Neue Bäume für die Fußgängerzone. | Foto: Stefan Klausing

Jetzt soll es in der Fußgängerzone doch mehr blühen als noch im vergangenen Bau- und Umweltausschuss empfohlen. Am Montagabend stimmte der Rat für die aufwändigere Bepflanzung mit jahreszeitlich angepassten Blütenstamm und immergrünen Bodendeckern für den Winter, bereits am Dienstag kamen die neuen Bäume (Felsenbirnen) in der guten Stube an. Bürgermeister Franz Möllering hatte am Freitag noch zwei Schreiben von Anwohnerinnen erhalten, die sich für eine solche Beet-Bepflanzung ausgesprochen haben. Damit ist das „Betreibermodell“ durch die Geschäftsleute oder Anwohner vom Tisch. Wer dennoch gerne sein Beet vor der eigenen Tür selbst gestalten will, könne sich gerne an die Verwaltung zwecks Patenschaft wenden.

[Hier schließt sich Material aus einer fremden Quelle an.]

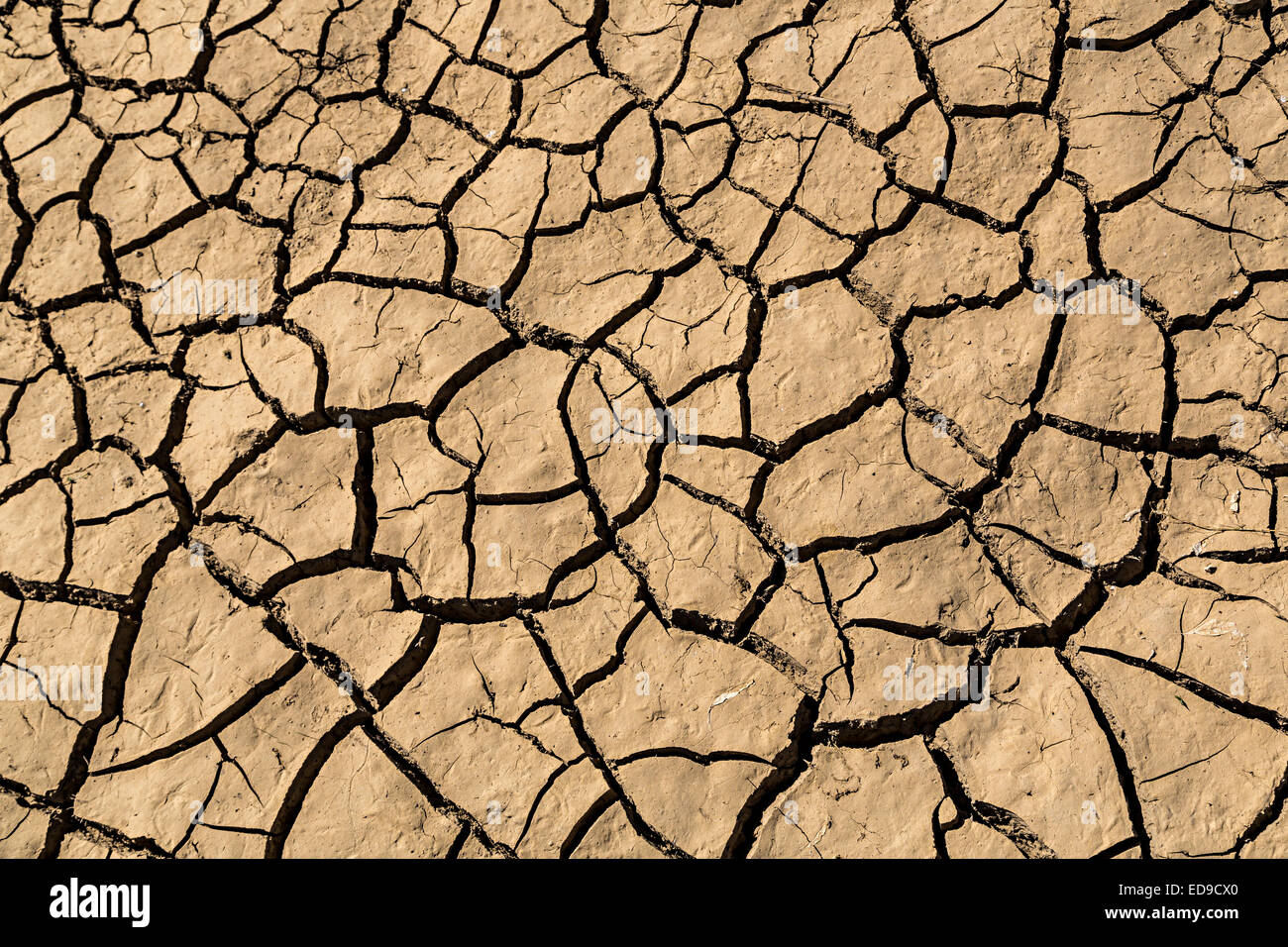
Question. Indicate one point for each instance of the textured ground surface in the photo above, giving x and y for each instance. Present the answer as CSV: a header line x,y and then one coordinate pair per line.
x,y
334,513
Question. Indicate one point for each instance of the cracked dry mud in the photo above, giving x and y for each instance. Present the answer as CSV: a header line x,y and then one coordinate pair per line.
x,y
965,320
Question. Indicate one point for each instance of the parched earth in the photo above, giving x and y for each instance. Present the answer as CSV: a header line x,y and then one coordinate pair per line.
x,y
630,428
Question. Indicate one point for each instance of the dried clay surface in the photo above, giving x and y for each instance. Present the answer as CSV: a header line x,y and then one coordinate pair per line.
x,y
622,428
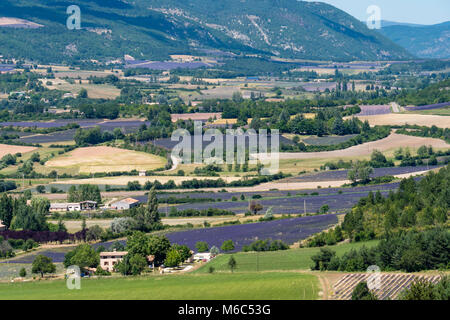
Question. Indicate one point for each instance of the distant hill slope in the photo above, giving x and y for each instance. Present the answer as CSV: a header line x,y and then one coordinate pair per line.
x,y
153,29
422,41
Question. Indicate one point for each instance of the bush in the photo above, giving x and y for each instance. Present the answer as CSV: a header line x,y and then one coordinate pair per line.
x,y
23,273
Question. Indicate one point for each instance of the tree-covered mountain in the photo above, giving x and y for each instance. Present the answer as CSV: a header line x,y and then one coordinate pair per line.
x,y
423,41
153,29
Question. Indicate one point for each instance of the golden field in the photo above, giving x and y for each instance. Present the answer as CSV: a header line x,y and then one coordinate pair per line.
x,y
105,159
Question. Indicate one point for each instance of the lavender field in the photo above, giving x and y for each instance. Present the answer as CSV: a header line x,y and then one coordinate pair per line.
x,y
374,110
342,174
287,230
428,107
285,205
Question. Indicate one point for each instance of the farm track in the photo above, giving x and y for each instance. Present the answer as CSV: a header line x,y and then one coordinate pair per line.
x,y
391,142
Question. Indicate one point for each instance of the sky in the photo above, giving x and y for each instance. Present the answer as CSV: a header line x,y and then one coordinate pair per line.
x,y
410,11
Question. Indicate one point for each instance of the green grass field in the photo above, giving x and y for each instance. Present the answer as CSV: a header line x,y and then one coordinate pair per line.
x,y
294,259
238,286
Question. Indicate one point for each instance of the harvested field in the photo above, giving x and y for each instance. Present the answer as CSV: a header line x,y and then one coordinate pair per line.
x,y
106,159
287,230
402,119
95,91
6,149
123,180
389,143
374,110
327,141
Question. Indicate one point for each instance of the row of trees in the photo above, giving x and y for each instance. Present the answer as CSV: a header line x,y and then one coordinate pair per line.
x,y
410,251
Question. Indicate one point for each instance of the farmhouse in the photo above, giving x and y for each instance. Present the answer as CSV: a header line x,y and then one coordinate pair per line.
x,y
76,206
205,256
88,205
109,259
125,204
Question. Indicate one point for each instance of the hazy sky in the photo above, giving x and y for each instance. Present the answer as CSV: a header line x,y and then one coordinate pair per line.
x,y
412,11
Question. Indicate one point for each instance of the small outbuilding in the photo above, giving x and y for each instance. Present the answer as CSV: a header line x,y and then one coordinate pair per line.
x,y
109,259
125,204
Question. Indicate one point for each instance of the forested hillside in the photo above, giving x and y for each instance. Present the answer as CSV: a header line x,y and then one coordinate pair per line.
x,y
154,29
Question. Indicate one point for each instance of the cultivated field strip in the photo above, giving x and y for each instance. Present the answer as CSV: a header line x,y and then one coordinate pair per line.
x,y
392,284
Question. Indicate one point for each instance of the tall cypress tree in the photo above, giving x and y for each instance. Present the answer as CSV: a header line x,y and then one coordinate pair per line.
x,y
6,210
152,214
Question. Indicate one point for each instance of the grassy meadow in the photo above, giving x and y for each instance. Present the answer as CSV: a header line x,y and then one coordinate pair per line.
x,y
237,286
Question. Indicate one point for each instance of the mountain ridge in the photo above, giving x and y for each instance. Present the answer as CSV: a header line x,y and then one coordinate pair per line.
x,y
155,29
426,41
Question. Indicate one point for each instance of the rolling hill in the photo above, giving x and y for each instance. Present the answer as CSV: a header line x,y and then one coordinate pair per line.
x,y
154,29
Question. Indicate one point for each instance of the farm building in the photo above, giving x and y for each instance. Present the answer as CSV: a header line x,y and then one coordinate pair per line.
x,y
125,204
76,206
205,256
65,207
88,205
109,259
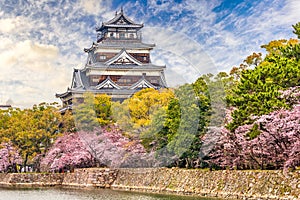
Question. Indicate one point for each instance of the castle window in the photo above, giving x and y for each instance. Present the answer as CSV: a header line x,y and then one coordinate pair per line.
x,y
102,57
122,35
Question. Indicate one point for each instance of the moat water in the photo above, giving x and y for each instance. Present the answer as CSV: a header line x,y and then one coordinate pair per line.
x,y
84,194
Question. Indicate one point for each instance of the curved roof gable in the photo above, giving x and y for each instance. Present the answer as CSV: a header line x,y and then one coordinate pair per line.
x,y
120,20
142,83
107,84
123,58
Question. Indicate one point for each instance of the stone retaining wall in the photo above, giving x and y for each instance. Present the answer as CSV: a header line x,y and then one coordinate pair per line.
x,y
90,177
223,184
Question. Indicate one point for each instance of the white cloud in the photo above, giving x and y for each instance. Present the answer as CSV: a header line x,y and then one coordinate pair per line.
x,y
30,73
94,7
9,25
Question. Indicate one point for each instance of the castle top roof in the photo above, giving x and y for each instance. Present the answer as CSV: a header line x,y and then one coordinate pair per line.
x,y
120,21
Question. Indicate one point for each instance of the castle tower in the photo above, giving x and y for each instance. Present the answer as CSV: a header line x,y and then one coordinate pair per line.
x,y
118,63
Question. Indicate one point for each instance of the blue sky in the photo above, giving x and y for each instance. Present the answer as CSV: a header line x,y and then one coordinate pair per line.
x,y
42,41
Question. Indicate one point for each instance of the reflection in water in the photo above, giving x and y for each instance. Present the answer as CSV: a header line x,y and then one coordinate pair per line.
x,y
80,194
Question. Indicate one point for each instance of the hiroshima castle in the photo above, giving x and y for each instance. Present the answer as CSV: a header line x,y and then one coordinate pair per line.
x,y
118,64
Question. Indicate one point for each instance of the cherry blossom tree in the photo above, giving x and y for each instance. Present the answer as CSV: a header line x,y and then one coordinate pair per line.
x,y
271,142
105,146
67,152
9,158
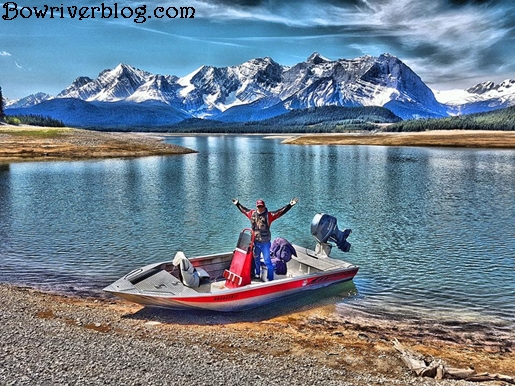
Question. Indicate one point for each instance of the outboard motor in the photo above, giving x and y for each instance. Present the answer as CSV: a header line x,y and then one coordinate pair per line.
x,y
189,274
324,228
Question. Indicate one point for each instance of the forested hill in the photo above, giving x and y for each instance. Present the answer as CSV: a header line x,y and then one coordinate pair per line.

„Damit wollen wir die Diskussion über die Bepflanzung beenden und schlagen somit das Konzept aus der Anlage 3 (der Vorlage 169/2018) vor“, sagte Möllering. Für den Rathausvorplatz soll es jedoch bei den grünen Gräsern bleiben, die nachgepflanzt und verdichtet werden. „Wir sind mit örtlichen Fachbetrieben im Gespräch, der trockene Sommer hat der Entwicklung der jungen Pflanzen zugesetzt, wir hoffen, dass das jetzt besser wird“, so Möllering weiter. Einstimmig war schließlich das Ergebnis für eine blühende Fußgängerzone, gegen den Verzicht auf Blumen auf dem Rathausvorplatz stimmte geschlossen die Fraktion der Grünen, die den Sinneswandel der Gemeinde zur Guten Stube wohlwollend begrüßte. „Wir freuen uns, dass sich die Verwaltung nun für blühfreudige Blumeninseln entschieden hat“, so Fraktionssprecherin Ellen Pfennig. Der Diskussion war ein entsprechender Antrag der Fraktion Bündnis 90/Die Grünen vorausgegangen. (Mitteilungsblatt berichtete)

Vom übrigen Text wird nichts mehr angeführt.